Caroline Touzin est passionnée par la profession de journaliste depuis son tout jeune âge. Elle exerce ce métier à La Presse depuis l’âge de 22 ans!

Quand avez-vous songé la première fois à ce métier?

Je rêve de devenir journaliste depuis mon enfance. J’écoutais la série Lance et Compte à la télévision et je m’identifiais au personnage de la journaliste sportive, Linda Hébert. J’ai toujours aimé lire et écrire. Je suis très curieuse. J’adore voyager et rencontrer des gens qui ont des histoires à raconter. Le métier de journaliste était donc parfait pour moi.

Est-ce que vous croyez que ce métier a su changer votre vie?

Je ne sais pas si un métier change une vie, mais il est certain qu’il y occupe une grande place. Ce n’est pas un travail de 9 à 5. Parfois, je m’endors et je pense à mes sujets de reportage. Ce métier m’habite vraiment. Je ne me vois pas faire autre chose.

Quelle est la cause que vous avez couverte qui vous a le plus marquée?

Comme journaliste judiciaire, je couvre souvent des causes très sombres et très tristes. Il y en a quelques-unes que je n’oublierai jamais, dont celle de Cathie Gauthier, une mère de famille trouvée coupable d’avoir tué ses trois enfants. Le procès se déroulait à Chicoutimi. Chaque jour, des détails horribles étaient révélés. Habituellement, je rentre chez moi, le soir, et je me change les idées avec mon copain ou mes amis. Mais, comme j’étais très loin de chez moi, je ne pouvais pas le faire. Cette cause était très prenante.

Considérez-vous que la profession de journaliste est exigeante? Pourquoi?

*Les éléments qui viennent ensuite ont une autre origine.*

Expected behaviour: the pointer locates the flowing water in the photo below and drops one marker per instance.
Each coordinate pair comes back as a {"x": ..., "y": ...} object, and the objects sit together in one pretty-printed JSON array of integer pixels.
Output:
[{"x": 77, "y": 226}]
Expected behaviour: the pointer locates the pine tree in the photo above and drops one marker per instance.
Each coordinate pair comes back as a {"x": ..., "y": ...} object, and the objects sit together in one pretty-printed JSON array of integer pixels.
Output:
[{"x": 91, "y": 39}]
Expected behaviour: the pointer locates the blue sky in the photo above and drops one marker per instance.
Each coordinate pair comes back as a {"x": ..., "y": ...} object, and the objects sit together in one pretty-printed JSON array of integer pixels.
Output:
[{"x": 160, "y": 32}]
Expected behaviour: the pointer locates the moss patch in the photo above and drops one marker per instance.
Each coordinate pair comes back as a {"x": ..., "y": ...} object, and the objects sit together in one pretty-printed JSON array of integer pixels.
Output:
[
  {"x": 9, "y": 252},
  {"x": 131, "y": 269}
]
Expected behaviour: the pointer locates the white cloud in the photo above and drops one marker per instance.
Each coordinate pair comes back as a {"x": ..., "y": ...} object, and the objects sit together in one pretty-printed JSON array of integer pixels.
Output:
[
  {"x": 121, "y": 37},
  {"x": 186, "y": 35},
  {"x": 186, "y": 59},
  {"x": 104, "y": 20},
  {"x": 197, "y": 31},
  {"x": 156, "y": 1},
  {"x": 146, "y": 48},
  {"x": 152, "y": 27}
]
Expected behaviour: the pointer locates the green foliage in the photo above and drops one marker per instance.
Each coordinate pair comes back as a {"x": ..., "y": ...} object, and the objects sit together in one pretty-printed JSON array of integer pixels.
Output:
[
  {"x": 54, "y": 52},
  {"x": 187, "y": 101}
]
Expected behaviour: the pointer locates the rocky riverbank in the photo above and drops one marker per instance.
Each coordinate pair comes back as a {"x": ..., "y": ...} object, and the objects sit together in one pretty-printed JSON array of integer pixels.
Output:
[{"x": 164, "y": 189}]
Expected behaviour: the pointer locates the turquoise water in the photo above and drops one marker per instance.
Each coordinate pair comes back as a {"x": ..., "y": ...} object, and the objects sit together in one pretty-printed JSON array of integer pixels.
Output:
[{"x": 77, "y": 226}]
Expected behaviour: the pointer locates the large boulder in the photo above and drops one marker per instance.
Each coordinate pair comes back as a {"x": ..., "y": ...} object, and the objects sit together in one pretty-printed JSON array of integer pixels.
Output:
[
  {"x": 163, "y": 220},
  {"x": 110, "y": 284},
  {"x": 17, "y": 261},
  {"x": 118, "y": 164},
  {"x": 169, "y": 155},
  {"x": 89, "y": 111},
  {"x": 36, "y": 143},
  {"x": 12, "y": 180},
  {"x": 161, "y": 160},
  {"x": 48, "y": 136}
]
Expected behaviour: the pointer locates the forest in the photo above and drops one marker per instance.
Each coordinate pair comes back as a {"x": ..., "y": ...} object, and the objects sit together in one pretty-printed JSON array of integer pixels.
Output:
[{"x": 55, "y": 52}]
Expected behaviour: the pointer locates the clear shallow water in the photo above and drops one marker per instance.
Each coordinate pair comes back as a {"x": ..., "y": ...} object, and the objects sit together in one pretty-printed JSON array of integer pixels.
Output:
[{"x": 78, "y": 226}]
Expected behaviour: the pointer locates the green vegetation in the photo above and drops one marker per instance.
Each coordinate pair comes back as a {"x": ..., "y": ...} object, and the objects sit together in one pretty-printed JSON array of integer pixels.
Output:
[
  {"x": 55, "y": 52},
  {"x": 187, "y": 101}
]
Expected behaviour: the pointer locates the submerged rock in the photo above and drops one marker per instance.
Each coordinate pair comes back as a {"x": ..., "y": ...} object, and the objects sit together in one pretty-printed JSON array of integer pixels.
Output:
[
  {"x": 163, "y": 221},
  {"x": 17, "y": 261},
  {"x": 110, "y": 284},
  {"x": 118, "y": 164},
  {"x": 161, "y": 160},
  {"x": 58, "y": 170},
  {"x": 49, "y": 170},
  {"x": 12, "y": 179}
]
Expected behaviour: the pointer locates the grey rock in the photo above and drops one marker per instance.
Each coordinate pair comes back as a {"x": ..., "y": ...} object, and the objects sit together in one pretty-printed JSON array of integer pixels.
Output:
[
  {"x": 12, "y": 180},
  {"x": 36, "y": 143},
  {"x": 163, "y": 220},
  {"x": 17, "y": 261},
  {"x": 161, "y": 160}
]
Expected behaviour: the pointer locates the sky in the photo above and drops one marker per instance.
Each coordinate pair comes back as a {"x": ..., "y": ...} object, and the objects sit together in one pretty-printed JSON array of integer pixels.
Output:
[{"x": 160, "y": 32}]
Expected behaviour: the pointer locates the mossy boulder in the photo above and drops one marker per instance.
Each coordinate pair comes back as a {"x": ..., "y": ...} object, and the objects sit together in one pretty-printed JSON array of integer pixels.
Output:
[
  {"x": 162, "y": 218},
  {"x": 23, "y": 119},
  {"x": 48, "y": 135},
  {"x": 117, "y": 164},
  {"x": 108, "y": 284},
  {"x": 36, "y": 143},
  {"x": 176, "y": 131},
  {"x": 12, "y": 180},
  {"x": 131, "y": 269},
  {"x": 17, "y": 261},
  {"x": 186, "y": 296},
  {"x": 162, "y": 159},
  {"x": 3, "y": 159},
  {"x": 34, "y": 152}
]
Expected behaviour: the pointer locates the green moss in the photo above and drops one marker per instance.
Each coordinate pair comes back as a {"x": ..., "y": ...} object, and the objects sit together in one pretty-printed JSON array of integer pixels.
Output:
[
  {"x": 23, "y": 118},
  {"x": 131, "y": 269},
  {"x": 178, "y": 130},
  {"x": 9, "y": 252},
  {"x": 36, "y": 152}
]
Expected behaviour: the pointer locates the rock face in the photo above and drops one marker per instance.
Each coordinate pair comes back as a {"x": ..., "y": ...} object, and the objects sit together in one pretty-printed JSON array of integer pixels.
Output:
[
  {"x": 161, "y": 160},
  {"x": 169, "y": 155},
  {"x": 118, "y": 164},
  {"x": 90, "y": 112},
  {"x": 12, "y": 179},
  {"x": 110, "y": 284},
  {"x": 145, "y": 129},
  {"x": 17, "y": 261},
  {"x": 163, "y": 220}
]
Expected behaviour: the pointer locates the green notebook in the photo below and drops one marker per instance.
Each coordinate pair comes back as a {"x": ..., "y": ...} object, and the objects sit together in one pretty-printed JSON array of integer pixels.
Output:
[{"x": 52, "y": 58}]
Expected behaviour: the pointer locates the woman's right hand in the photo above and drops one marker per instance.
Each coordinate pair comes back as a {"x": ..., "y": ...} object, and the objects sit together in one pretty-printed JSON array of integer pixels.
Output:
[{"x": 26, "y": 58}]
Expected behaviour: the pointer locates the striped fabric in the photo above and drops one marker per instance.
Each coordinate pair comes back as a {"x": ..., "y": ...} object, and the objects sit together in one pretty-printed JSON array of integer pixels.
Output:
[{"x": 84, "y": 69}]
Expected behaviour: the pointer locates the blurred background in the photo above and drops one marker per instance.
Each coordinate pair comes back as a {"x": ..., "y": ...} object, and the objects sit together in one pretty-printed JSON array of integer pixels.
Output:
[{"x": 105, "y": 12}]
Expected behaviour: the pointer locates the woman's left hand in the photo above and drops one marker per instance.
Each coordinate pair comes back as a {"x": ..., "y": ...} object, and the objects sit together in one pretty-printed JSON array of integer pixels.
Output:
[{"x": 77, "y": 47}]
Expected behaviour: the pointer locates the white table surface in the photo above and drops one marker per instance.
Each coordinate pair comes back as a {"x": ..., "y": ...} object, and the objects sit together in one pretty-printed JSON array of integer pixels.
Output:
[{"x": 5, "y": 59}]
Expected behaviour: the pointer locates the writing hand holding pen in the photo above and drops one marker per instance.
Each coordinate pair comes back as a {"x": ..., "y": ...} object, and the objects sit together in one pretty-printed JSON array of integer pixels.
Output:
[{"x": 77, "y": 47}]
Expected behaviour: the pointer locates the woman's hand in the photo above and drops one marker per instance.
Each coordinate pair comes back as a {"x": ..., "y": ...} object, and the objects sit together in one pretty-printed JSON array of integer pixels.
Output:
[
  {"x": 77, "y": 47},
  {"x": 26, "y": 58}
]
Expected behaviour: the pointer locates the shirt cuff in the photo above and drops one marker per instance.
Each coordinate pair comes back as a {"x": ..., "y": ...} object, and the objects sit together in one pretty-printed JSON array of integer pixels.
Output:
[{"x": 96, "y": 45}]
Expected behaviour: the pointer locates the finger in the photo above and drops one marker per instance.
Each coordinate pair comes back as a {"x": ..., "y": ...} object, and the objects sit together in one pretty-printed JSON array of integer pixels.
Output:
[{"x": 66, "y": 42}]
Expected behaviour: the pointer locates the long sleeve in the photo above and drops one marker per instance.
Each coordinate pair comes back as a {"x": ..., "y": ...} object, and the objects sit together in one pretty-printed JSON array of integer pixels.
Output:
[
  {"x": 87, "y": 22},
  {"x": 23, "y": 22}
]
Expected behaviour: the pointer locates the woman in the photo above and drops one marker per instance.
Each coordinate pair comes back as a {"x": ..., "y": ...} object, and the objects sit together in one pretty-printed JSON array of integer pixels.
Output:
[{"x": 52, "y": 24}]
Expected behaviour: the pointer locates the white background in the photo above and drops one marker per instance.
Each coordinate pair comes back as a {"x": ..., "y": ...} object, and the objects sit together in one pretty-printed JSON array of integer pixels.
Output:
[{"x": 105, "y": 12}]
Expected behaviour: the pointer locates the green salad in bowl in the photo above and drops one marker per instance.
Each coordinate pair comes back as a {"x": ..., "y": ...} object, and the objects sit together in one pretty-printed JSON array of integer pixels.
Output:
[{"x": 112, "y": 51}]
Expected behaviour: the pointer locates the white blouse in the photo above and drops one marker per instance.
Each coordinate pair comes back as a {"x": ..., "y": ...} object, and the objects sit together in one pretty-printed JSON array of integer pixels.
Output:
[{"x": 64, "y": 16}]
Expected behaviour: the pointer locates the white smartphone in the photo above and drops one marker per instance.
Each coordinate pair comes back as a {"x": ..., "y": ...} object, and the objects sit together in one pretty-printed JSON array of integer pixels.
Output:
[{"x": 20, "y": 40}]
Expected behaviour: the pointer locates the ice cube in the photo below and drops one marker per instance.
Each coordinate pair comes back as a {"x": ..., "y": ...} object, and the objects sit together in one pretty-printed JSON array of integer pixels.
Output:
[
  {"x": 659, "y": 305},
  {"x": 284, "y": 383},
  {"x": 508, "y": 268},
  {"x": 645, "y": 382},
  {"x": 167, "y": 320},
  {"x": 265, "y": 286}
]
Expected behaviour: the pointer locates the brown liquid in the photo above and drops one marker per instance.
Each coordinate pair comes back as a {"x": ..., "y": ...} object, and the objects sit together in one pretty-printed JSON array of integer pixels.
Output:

C’est un métier très exigeant, en effet. On n’a pas le droit à l’erreur. Ce qu’on publie dans le journal chaque jour doit être rigoureusement vrai. On ne peut pas tourner les coins ronds et inventer des choses. Il faut aussi écrire des articles équilibrés, soit avec les différents points de vue des acteurs impliqués. On ne peut pas se permettre de donner notre opinion puisque notre crédibilité serait entachée.

Selon vous, quelles qualités sont nécessaires lorsqu'on veut exercer ce métier?

Comme je vous disais, il faut être juste et rigoureux. Il faut également avoir une excellente tolérance au stress. Lorsqu’un événement important survient juste avant l’heure de tombée, on doit pondre un texte rapidement. Lorsque j’ai couvert les Jeux olympiques de Vancouver, en raison du décalage horaire avec Montréal, j’avais parfois seulement 15 minutes pour écrire un texte sur les résultats d’une compétition. Si j’avais rendu mon article en retard, le journal ne l’aurait pas publié. Les lecteurs n’auraient donc pas eu les résultats de la compétition !

Quel aspect de votre métier préférez-vous?

Ce que je préfère, c’est de faire réfléchir les gens en publiant des histoires d’intérêt public. Des histoires qui peuvent parfois les indigner ou les émouvoir. Je sais que j’ai atteint mon but lorsque je reçois des courriels de lecteurs après la publication d’un article.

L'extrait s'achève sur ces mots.